Еще Фрейд утверждал, что цивилизация построена на принуждении, поскольку в самом человеке нет того, что необходимо для ее существования: первичные инстинкты (вечные Эрос и Танатос) неизменны, а среди них нет ни «инстинкта труда», ни «инстинкта социальности». Отсюда следует вывод о неизбежности существования цивилизации именно такого рода -репрессивной. Технологичность ведет к совершенствованию всех форм контроля и к унификации потребностей и сознания членов общества. Быстро растут материальные блага, а вместе с ними увеличиваются и возможности удовлетворения материальных потребностей для большинства населения. Это усиливает трансформацию сознания, гасит революционные импульсы, которые могут быть только результатом неудовлетворенности в получении материальных благ. Материальное благополучие, «сытость» порождают всем довольного и неспособного к преобразованиям «одномерного человека».
Однако, как утверждает Маркузе, речь не должна идти о неизбежности сложившийся ситуации - «репрессивная» цивилизация не единственно возможная. В конце концов, не всякий же труд вызывает отвращение и осуществляется под давлением культуры - эта идея противоречит теории Фрейда, поэтому он уделял ей не слишком много внимания. Маркузе же строит на нем свои предположения относительно будущего человечества. Существующий в наши дни «принцип реальности» носит исторически ограниченный характер, хотя по сей день человечество не знало иной цивилизации, кроме описанной выше.
Общество потребления как общество симуляции
Бодрийяровская концепция общества потребления является своеобразным выводом из идеи безграничной власти симулякра. Само понятие «общество потребления» формулируется Бодрийяром в соответствии с уже сложившейся благодаря, например, Э. Фромму и Г. Маркузе, традицией его анализа как общества, в котором преобладают «ложные потребности», сформированные благодаря СМИ и разнообразным манипуляциям сознанием. Эта новая
разновидность потребления связана с коммерческими центрами, дающими возможность приобрести все, получая удовольствие от самого процесса - в этом случае, вопрос о том, нужны ли покупки и будут ли они впоследствии вообще использоваться по назначению, становится второстепенным: «Мы находимся на той стадии, когда «потребление» охватывает всю жизнь, когда все роды деятельности комбинируются одним и тем же способом, когда русло удовольствий прочерчено заранее, час за часом, когда «среда» целостна. Имеет свой микроклимат, устроена, культурализована. В феноменологии потребления общий микроклимат жизни, благ, предметов, услуг, поведения и социальных отношений представляет собой законченную стадию в эволюции, которая начинается с простого изобилия товаров и через образование цепи объектов потребления доходит до всеобщего координирования действий и времени, до системы окружающей среды, вписанной в будущие города, каковыми являются дрогсторы, Парли - 2 или современные аэропорты»[6].

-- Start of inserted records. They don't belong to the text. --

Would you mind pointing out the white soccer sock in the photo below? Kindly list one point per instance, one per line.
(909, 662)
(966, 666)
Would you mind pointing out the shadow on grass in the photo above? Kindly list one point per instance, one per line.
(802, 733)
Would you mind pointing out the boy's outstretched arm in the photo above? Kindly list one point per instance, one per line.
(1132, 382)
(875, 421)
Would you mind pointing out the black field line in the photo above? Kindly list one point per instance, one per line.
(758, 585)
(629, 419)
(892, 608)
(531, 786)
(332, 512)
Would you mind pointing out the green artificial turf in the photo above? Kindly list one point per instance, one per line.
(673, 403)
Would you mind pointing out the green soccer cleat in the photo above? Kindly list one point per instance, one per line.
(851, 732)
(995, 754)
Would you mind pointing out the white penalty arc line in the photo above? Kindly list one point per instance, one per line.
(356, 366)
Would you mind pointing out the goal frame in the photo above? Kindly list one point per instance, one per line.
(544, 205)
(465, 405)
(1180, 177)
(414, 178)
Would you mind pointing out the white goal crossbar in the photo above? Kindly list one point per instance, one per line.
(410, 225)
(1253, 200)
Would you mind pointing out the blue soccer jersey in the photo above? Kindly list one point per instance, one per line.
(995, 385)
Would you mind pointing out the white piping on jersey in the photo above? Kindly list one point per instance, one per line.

Экономическая основа общества потребления - наличие неограниченного количества вещей, которые можно потребить, то есть созданное индустриальным производством изобилие товаров и услуг, перенесшее центр тяжести экономических систем из сферы производства в сферу распределения. Так же Маркузе, Бодрийяр стремится обосновать, что это создает предпосылки для социальных трансформаций различного рода: по мнению немецкого мыслителя, возможно избавление от репрессивной цивилизации, которая должна перестать быть инструментом подавления, не нуждаясь больше в столь мощном социальном контроле; во французском варианте возникают предпосылки для уничтожения социального неравенства, поскольку материальные блага становятся общедоступными. Однако ни та, ни другая альтернатива не реализуется: Маркузе объясняет это тем, что социальный контроль нужен для поддержания власти как таковой, в постмодернистской схеме Бодрийяра наличие социального неравенства необходимо для гарантии действенности симулякра - «американской мечты», дающей каждому право
желать стать президентом и тем самым наделить индивидуальную жизнь целью, а общественную - порядком.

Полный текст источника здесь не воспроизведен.